Yeah no worries brother, I appreciate you chiming in.



bogmali said:


> Thread cleansed.....Welcome to TPU @Forsaken_Gamer !



Thanks! Glad to be here. Been a long time lurker.



Xx Tek Tip xX said:


> @Forsaken_Gamer You did ask for our input - my input was calling BS on the clock speed, which is accurate since unless your on ln2. Let's end it here by bashing hwmonitor for giving you false clock speed which isn't a massive problem.



Right on! I'm glad I was reminded of HWInfo64 to give me accurate readings.


----------



## RealNeil (Sep 8, 2018)

bogmali said:


> Welcome to TPU @Forsaken_Gamer !



Yes, welcome to our little corner of the web.


----------



## eidairaman1 (Sep 8, 2018)

Forsaken_Gamer said:


> Yeah no worries brother, I appreciate you chiming in.
> 
> 
> 
> ...



Better yet all these software programs that inaccurately display the information from the sensors should be reported to the software makers to be fixed.


----------



## IceShroom (Sep 10, 2018)

HWMonitor is showing wrong fan speed if it keeped open for long time and showing fan speed for header which have no fan.


----------



## AlwaysHope (Sep 10, 2018)

Apart from HWMonitor, even latest release of HWiNFO64 (v5.88) does not always get everything correct. 

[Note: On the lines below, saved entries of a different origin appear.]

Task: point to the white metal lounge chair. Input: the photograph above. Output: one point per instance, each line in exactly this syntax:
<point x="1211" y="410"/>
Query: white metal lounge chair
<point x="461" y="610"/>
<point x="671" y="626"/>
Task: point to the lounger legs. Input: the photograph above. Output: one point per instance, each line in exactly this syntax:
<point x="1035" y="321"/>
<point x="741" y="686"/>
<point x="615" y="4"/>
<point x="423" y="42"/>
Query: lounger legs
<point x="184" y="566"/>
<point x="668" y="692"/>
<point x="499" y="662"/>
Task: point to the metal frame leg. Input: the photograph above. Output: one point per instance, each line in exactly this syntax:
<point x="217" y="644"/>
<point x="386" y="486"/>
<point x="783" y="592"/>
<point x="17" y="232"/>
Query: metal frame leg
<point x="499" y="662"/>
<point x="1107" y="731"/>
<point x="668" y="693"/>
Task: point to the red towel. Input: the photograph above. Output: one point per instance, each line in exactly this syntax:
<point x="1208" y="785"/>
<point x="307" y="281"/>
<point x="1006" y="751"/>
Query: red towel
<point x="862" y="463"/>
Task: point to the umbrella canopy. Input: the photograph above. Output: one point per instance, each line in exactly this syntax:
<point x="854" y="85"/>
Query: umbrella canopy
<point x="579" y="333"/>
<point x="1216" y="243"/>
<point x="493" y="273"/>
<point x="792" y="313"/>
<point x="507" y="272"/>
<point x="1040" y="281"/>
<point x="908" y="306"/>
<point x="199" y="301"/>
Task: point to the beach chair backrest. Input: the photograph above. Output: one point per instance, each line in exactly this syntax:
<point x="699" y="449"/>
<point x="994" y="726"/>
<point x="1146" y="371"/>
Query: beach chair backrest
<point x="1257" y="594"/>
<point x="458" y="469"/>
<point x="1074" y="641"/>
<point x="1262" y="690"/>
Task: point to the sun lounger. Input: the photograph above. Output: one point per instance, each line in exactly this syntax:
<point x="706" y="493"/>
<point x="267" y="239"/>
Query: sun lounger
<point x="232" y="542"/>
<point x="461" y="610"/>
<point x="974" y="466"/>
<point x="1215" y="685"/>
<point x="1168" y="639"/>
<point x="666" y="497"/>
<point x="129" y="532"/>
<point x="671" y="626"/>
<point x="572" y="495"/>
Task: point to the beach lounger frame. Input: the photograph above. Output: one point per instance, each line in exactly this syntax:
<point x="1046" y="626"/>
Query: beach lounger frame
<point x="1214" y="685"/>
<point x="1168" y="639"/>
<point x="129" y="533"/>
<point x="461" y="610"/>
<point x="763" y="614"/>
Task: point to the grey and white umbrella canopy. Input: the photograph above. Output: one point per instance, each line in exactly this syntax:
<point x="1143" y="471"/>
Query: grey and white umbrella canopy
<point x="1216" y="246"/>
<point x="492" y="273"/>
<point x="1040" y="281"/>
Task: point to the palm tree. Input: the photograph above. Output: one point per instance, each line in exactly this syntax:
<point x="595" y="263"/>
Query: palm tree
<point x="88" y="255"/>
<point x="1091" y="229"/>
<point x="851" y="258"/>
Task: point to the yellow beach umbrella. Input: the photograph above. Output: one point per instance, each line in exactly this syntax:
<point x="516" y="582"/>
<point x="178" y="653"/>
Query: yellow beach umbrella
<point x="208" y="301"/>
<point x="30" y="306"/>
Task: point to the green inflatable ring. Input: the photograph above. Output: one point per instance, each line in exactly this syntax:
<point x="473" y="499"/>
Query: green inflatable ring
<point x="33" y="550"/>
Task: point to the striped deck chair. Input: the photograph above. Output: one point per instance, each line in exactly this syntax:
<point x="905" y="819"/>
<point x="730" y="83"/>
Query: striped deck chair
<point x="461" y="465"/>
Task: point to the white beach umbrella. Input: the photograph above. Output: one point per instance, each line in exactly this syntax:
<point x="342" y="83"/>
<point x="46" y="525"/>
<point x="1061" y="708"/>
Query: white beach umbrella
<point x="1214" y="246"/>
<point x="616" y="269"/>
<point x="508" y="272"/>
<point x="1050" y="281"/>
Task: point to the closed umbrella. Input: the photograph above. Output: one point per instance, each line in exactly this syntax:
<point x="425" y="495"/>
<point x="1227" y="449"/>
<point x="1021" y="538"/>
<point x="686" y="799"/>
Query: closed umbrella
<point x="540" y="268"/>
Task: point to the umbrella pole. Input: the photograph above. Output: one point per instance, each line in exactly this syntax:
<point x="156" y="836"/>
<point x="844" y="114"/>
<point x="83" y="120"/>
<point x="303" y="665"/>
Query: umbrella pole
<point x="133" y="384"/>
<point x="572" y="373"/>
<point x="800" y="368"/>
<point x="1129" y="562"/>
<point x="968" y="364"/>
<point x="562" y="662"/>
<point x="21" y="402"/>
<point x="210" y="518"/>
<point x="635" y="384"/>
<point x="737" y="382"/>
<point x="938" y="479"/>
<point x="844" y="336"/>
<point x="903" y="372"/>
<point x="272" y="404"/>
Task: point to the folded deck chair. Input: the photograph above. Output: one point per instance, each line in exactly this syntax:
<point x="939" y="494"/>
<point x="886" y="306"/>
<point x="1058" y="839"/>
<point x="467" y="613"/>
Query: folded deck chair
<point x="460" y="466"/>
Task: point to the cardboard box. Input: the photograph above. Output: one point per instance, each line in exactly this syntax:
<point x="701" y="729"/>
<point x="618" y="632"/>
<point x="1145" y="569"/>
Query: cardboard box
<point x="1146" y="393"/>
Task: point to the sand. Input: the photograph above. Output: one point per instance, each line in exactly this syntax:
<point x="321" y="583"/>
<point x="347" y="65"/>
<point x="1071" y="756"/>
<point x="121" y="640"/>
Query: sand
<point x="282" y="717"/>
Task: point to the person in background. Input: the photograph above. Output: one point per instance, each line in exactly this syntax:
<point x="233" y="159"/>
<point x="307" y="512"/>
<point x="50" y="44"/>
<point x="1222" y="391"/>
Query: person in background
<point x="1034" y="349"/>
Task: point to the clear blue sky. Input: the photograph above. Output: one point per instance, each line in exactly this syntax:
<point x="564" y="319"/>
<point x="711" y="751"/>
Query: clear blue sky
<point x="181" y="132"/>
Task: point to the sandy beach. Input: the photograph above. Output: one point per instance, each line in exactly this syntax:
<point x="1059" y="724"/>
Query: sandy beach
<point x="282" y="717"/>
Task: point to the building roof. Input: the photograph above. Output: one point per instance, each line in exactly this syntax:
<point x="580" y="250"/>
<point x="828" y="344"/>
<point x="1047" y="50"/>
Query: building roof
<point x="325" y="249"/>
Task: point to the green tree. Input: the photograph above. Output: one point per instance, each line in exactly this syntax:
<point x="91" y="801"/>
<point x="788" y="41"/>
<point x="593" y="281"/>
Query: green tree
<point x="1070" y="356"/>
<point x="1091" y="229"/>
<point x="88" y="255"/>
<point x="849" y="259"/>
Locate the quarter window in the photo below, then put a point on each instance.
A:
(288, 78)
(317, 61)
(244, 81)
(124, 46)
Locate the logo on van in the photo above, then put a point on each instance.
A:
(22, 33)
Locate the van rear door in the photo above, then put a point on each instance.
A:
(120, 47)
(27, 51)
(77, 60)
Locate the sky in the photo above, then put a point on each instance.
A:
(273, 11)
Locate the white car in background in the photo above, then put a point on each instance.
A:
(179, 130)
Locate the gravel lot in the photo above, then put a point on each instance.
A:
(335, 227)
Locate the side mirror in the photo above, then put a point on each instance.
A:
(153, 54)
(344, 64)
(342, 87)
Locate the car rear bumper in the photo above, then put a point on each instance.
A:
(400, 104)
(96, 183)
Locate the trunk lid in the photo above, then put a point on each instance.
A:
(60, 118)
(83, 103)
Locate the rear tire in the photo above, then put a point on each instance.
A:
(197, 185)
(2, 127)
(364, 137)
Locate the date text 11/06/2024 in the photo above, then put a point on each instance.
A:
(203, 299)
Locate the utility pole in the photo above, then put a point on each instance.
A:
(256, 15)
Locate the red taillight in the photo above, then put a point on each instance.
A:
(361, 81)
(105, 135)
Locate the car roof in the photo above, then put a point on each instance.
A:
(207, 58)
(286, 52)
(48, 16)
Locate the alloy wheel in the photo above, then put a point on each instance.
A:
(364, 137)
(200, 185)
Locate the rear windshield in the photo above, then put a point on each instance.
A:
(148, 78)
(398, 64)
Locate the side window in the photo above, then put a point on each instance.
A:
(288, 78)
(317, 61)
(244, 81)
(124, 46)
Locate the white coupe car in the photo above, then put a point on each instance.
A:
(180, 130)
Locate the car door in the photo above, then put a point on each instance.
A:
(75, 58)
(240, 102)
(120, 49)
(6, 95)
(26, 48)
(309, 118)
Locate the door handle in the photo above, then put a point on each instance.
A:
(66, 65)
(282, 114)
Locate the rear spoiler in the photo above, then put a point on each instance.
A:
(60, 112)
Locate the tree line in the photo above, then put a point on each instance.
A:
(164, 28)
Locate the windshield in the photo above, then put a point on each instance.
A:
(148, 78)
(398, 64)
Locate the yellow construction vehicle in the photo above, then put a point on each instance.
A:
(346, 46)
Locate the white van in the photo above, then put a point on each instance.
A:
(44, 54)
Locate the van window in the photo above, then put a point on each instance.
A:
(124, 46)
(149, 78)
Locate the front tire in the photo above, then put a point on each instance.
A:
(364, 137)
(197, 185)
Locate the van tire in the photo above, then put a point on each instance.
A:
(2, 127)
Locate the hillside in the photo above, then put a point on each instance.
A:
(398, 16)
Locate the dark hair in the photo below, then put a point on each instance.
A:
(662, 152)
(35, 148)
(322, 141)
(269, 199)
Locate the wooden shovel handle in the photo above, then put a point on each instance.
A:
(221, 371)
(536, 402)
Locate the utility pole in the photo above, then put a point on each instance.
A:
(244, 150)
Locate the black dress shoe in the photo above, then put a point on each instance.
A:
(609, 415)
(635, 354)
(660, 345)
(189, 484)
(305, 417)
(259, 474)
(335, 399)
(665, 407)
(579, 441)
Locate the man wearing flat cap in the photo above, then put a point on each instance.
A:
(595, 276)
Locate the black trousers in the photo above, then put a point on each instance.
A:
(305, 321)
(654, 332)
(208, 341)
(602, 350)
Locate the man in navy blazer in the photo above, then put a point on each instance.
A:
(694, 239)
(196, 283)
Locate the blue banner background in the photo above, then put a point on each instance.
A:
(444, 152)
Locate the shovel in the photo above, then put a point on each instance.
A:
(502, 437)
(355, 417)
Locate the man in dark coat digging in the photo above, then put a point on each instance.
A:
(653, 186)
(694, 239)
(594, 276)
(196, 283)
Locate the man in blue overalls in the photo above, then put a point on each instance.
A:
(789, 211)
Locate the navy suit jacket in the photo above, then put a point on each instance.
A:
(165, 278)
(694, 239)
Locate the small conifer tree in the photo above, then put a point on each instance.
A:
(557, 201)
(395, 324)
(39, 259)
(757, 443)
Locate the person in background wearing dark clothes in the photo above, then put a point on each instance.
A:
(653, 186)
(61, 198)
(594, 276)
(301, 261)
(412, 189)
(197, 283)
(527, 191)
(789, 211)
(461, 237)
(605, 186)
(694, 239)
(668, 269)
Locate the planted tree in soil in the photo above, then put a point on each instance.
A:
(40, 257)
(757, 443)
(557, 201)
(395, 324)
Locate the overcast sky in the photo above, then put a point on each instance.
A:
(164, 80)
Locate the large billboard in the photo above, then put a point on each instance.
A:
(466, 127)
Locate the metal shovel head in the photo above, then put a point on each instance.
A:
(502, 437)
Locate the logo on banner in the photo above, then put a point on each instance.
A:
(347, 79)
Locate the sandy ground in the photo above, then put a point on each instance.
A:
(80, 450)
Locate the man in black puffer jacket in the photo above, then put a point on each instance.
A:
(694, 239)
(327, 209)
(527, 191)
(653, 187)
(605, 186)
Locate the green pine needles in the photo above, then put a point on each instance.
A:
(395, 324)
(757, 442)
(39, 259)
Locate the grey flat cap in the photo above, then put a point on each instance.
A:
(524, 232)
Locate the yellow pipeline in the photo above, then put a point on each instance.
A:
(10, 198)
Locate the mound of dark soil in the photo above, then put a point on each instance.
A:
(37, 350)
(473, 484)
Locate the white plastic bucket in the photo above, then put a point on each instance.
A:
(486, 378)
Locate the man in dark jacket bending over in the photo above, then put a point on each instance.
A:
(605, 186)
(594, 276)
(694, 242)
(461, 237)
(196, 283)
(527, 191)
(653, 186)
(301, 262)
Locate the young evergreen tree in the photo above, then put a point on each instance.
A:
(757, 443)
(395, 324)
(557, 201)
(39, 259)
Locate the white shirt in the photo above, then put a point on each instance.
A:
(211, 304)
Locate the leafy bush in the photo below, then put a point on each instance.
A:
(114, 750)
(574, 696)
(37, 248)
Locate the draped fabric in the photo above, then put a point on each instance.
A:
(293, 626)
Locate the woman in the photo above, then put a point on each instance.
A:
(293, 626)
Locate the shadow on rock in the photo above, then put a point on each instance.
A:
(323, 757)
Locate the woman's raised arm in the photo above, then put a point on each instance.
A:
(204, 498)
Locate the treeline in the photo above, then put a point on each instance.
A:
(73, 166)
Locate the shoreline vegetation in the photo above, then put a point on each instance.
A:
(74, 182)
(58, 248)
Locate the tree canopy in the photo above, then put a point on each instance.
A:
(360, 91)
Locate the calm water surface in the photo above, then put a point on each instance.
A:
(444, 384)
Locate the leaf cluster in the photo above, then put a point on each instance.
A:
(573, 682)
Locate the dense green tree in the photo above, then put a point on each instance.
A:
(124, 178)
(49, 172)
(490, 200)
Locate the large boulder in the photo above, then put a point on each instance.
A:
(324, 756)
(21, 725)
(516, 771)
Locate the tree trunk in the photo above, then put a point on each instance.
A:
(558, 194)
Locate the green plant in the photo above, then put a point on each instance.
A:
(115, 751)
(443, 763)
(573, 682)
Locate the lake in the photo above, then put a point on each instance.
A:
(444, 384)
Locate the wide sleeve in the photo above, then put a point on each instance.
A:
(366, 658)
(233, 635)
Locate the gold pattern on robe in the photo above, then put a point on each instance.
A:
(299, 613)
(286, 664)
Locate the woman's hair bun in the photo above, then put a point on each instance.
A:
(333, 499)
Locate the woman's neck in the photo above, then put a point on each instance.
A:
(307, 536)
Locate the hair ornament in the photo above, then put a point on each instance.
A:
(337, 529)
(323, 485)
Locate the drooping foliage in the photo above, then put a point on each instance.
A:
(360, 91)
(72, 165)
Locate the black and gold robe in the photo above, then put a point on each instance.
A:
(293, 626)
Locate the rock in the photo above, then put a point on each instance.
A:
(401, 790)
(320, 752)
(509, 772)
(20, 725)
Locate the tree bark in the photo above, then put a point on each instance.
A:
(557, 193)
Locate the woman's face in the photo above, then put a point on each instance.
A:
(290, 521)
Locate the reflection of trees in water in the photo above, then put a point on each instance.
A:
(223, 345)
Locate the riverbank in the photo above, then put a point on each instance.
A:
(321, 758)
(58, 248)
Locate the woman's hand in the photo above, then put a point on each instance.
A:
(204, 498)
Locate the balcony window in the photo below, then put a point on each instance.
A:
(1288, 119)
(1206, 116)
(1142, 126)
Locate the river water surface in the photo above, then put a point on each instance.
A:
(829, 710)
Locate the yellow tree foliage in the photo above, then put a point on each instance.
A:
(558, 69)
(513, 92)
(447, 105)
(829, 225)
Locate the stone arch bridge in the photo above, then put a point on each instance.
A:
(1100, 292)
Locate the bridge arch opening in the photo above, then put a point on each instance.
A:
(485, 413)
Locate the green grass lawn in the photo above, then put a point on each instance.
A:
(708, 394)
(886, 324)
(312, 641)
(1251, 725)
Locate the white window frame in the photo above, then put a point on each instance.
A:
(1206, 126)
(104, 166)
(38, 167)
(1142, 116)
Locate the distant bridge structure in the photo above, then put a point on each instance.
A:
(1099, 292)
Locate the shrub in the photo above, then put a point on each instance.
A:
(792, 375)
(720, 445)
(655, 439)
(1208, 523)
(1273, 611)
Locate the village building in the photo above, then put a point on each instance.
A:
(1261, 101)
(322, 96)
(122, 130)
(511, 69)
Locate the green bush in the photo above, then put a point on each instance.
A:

On the system in my 'System Specs' it regularly reports CPU fan maximum as over 3,000rpm when under full load, yet 1 fan on CPU cooler tops out at 2,200rpm, 2nd one a bit less. 

So every bit of technical details these monitoring packages report is not always 100% correct. Splitting hairs as that may sound, but overall they are pretty good imo.



chaosmassive said:


> I know this is glitch
> but can we daydream for a while looking at that value?
> 5 GHz on Ryzen CPU, sounds like dream come true...




Even 4.5GHz for 2600X on all cores under air cooling, stable for gaming would be my goal. 

But on B450 platform, early days for bioses.


----------



## Vayra86 (Sep 13, 2018)

IceShroom said:


> HWMonitor is showing wrong fan speed if it keeped open for long time and showing fan speed for header which have no fan.View attachment 106505



That's sweet, so at 67500 RPM, that CPU probably gets wings!

*and even at 2.3v


----------



## IceShroom (Sep 14, 2018)

Vayra86 said:


> That's sweet, so at 67500 RPM, that CPU probably gets wings!
> 
> *and even at 2.3v


Didn't notice that.
On CPU-Z & HWinfo, voltage under load tops out at 1.061V.


----------